中途採用者は即戦力としての活躍が期待されるため、短期間で必要な情報を集中的にインプットするスケジュールが中心となります。企業文化の理解や社内システムの使用方法など、自社独自の慣習に関する研修を重点的に行い、専門知識はOJTや必要に応じた個別研修で補うケースが多く見られます。

【中途採用者研修(3日間)のスケジュール例】

  • 1日目: オリエンテーション、会社概要・ビジョン、企業文化・行動規範、社内システム操作研修
  • 2日目: 情報セキュリティ、コンプライアンス、各部署紹介、担当業務に関する基礎知識(eラーニング活用)
  • 3日目: 人事評価制度説明、社内ネットワーク構築、質疑応答、配属先でのOJT計画確認、振り返り

管理職研修のスケジュール例

管理職研修は、リーダーシップ、マネジメントスキル、部下育成、目標管理、ハラスメント防止など、より高度で実践的な内容が中心です。ロールプレイングやケーススタディなどを通じて、実践的なスキル習得を目指すカリキュラムが組まれます。
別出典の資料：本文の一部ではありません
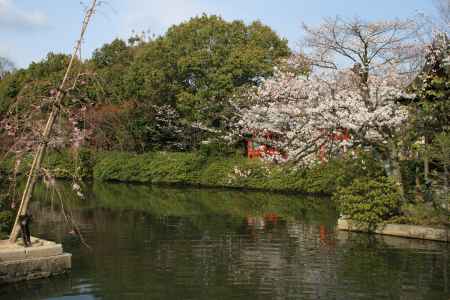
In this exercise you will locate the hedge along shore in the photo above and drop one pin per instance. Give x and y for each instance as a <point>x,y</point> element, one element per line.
<point>192,169</point>
<point>399,230</point>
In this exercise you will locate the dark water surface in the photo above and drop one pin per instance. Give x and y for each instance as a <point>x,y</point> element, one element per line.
<point>166,243</point>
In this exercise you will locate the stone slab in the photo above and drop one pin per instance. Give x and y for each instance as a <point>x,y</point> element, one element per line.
<point>34,268</point>
<point>400,230</point>
<point>39,248</point>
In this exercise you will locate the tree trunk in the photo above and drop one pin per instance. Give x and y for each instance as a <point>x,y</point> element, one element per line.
<point>36,165</point>
<point>396,169</point>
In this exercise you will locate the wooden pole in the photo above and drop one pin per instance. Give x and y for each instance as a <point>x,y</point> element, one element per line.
<point>36,165</point>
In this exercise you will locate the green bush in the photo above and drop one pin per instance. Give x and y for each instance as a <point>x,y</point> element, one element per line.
<point>369,201</point>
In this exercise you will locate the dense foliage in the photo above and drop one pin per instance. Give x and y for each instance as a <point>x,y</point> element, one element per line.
<point>369,201</point>
<point>129,96</point>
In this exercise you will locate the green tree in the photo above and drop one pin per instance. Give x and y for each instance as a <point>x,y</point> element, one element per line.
<point>197,65</point>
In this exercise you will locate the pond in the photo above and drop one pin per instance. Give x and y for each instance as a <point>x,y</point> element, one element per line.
<point>184,243</point>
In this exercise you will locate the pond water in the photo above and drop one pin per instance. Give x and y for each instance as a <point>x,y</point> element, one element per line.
<point>169,243</point>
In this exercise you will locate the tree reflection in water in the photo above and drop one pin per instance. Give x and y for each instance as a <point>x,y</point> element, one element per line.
<point>167,243</point>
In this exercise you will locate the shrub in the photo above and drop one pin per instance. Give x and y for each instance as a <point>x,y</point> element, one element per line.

期間は数日から数週間、あるいは定期的なフォローアップ研修として実施されることもあります。

【管理職研修(2日間)のスケジュール例】

  • 1日目: オープニング、管理職の役割と心構え、リーダーシップ理論と実践、部下育成・コーチングの基本、ケーススタディ(部下との面談)
  • 2日目: 目標設定と評価、チームマネジメント、ハラスメント防止研修、リスクマネジメント、質疑応答、研修内容の振り返り、今後の行動計画策定

スケジュール作成を効率化するテンプレート

研修スケジュールの作成では、テンプレートを活用することで効率化できます。

ExcelやGoogleスプレッドシート

ExcelやGoogleスプレッドシートは、多くの企業で日常的に使用されている作成ツールです。

これらのツールでスケジュールを作成する際は、列に参加者名、日付、時間帯、内容、講師、場所などの項目を設定し、行に時間軸(例:9:00~10:00)を設定する基本的な表形式が分かりやすいでしょう。
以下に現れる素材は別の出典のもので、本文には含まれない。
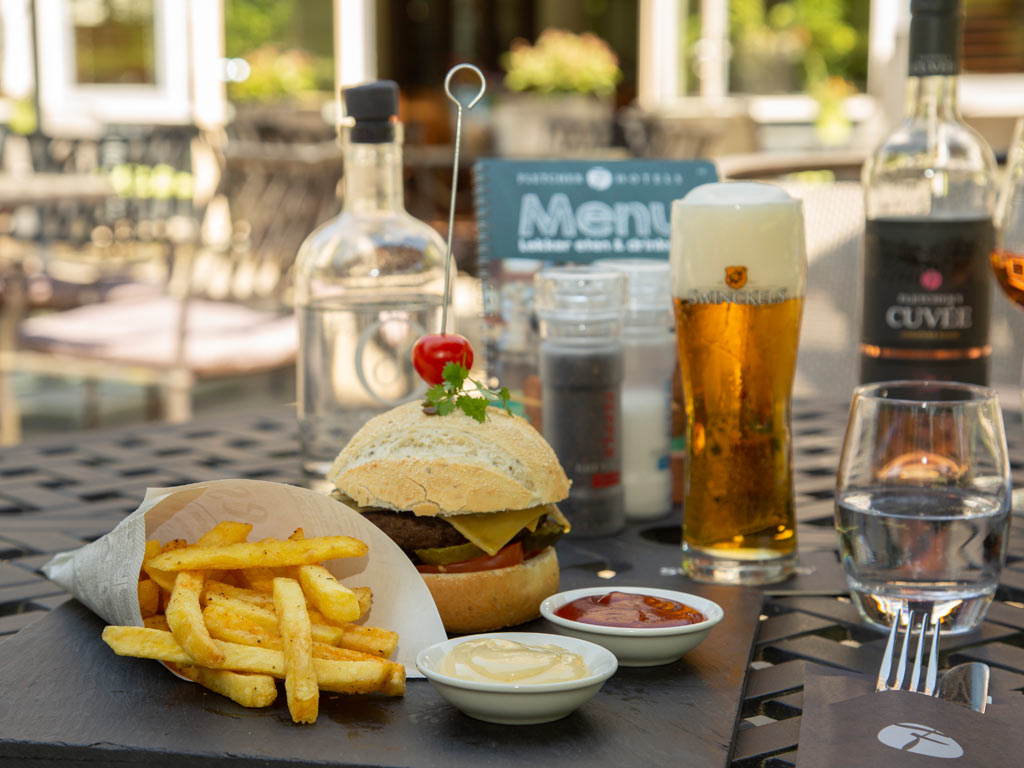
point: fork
(887, 659)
項目ごとに色分けしたり、講師名や場所をプルダウンリストから選べるように設定したりするなど、見やすさや入力の手間を減らすカスタマイズを行うことで、より使いやすいテンプレートを作成できます。一度汎用的なテンプレートを作成しておけば、今後の研修計画にも繰り返し活用できます。

参考:行程管理表 (業務・スケジュール) – 無料テンプレート公開中 – 楽しもう Office

ガントチャート

プロジェクト管理によく用いられるガントチャートも、研修スケジュールの管理に有効です。

ガントチャートでは、研修期間全体を横軸で示し、各研修項目やタスクを縦軸にリスト化します。それぞれのタスクの開始日、終了日、期間を視覚的にバーで表示することで、研修全体の流れや各項目の関連性、進捗状況を一目で把握できます。

ガントチャートは、特に複数の研修が並行して走る場合や、準備期間も含めた長期的な計画を作成する際に役立つツールです。オンライン版を使えば、関係者間での情報共有や進捗の更新も容易です。

参考:ガントチャートテンプレートを使用して整理する

経費削減委員会のテンプレート

インターネット上には、さまざまな目的で作成された無料のテンプレートが公開されています。「経費削減委員会」のような組織が提供するテンプレートも、研修計画の効率化に役立つ場合があります。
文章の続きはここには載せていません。